By late afternoon, the city settles into its familiar tempo. Sidewalks thrum with foot traffic, delivery bikes weave through cars like water around stones, and behind it all lies the skyline. In this churn of concrete and commerce, it can be easy to miss the quiet shifts taking place: a rooftop garden where there once was tar, bike lanes inching their way across boroughs, a public plaza cooled not by air conditioners but by a canopy of trees.
We are, improbably, in the age of the green city. This wasn’t always a likely story. For most of the 20th century, the city was seen as antithetical to nature—a gleaming, concrete rebellion against it. But as climate change escalates from a scientific forecast to a lived reality, the urban landscape is undergoing a quiet metamorphosis. Our densest, most carbon-consuming environments are being asked to change. And, remarkably, some are rising to the occasion.
Paris is smothering highways with trees. Singapore grows vertical forests from its skyscrapers. Copenhagen has revamped its cycling infrastructure. Meanwhile, in New York, a famous former rail line has become the highline, an elevated linear park and greenway, rain gardens have sprung up in storm-prone neighborhoods, and office buildings are beginning to incorporate solar panels.
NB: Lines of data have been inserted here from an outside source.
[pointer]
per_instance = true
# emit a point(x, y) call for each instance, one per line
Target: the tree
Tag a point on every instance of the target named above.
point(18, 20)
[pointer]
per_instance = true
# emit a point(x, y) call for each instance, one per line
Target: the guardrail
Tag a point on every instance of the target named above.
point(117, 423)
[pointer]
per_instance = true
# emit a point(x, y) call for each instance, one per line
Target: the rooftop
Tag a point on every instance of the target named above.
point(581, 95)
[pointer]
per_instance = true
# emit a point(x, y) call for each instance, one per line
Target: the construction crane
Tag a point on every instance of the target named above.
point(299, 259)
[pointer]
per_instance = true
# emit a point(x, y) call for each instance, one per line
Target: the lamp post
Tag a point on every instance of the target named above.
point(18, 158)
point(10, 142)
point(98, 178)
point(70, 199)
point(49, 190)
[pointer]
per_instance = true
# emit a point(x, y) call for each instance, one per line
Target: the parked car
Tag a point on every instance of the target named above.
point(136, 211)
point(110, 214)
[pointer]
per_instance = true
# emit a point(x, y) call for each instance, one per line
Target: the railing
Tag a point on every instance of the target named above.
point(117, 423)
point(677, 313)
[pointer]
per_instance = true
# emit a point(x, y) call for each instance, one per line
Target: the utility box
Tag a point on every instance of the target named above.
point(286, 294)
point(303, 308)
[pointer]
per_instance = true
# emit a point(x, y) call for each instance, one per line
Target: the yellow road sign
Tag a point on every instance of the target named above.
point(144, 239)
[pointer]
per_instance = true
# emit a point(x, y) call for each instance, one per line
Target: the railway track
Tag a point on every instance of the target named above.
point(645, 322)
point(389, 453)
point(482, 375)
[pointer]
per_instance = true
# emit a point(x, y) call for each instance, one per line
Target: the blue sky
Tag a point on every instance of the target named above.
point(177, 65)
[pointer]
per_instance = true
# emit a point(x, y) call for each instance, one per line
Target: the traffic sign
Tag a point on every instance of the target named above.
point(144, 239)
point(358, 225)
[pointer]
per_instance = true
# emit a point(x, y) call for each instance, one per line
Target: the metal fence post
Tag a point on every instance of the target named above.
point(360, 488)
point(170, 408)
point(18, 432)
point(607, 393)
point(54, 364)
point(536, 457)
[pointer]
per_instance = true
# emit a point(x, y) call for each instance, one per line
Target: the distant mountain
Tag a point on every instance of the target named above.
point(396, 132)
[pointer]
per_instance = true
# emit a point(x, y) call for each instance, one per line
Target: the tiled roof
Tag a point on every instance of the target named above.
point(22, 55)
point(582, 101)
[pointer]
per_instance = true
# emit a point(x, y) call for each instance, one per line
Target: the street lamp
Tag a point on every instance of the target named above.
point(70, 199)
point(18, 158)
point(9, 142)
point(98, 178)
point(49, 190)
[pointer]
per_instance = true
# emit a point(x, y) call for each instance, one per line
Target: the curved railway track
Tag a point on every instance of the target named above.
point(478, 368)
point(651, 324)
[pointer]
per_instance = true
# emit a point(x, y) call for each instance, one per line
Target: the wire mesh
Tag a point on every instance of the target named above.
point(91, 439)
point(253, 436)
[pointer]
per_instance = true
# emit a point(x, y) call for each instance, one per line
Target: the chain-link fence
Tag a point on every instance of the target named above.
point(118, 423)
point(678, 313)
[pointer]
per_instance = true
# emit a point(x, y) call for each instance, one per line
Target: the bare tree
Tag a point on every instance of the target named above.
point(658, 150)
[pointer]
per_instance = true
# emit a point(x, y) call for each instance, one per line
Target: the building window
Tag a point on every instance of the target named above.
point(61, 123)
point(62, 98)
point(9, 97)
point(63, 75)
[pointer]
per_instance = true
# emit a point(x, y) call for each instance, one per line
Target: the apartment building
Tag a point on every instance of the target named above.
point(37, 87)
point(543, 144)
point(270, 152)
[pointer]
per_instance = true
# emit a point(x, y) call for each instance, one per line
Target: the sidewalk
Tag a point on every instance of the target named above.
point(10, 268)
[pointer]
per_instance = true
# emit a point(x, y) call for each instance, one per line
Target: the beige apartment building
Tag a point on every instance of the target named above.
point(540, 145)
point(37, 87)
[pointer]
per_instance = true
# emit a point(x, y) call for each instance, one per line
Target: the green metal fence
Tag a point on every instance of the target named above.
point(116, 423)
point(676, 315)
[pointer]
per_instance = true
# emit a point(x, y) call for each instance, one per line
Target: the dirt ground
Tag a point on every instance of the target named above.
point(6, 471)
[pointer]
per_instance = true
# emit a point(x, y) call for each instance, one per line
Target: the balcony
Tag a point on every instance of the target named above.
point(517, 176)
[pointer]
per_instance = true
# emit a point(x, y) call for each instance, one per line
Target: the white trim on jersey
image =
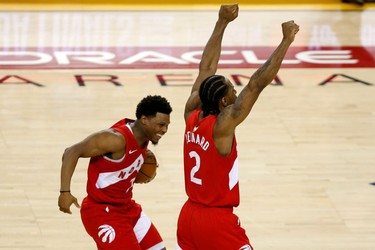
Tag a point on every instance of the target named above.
point(142, 226)
point(112, 160)
point(109, 178)
point(141, 229)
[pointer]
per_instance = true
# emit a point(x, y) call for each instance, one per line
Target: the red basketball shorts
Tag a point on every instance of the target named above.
point(119, 228)
point(201, 227)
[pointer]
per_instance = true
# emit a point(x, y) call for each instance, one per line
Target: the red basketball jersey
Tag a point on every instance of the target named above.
point(111, 181)
point(210, 178)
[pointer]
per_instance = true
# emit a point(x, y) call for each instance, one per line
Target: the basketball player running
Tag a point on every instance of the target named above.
point(110, 215)
point(212, 113)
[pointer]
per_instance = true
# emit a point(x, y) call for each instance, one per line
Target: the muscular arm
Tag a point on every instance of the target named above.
point(234, 114)
point(100, 143)
point(211, 55)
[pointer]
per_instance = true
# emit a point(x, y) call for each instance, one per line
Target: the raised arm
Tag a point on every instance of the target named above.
point(100, 143)
point(211, 55)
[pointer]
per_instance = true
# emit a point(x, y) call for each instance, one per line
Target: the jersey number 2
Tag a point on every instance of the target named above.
point(195, 169)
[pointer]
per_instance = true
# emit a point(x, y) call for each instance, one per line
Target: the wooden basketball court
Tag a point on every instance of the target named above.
point(306, 152)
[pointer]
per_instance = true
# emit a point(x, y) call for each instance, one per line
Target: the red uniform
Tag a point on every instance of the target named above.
point(206, 220)
point(109, 213)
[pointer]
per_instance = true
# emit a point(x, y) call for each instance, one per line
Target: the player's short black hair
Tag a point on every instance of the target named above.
point(212, 89)
point(152, 104)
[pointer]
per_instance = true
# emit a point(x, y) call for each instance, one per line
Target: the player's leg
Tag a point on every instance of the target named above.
point(185, 218)
point(217, 228)
point(110, 229)
point(147, 234)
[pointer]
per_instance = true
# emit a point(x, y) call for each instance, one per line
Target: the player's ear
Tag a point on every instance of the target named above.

The idea isn’t just to plant trees and call it a day. It’s to redesign how we move, eat, breathe, and even rest within the grid. The "15-minute city"—a planning concept where everything one needs is within a quarter-hour walk or ride—is not just a utopian sketch anymore.
Cities, for all their sprawl and smoke, are incredibly efficient. Per capita emissions drop when people live closer together, share transit, and prioritise energy efficiency. The very density that once made them detrimental spaces in the sense of sustainability might yet be their greatest virtue. It’s tempting to think our answers lie in retreating to nature. But perhaps it’s in doubling down on the city, not the one we inherited, but the one we’re learning to build.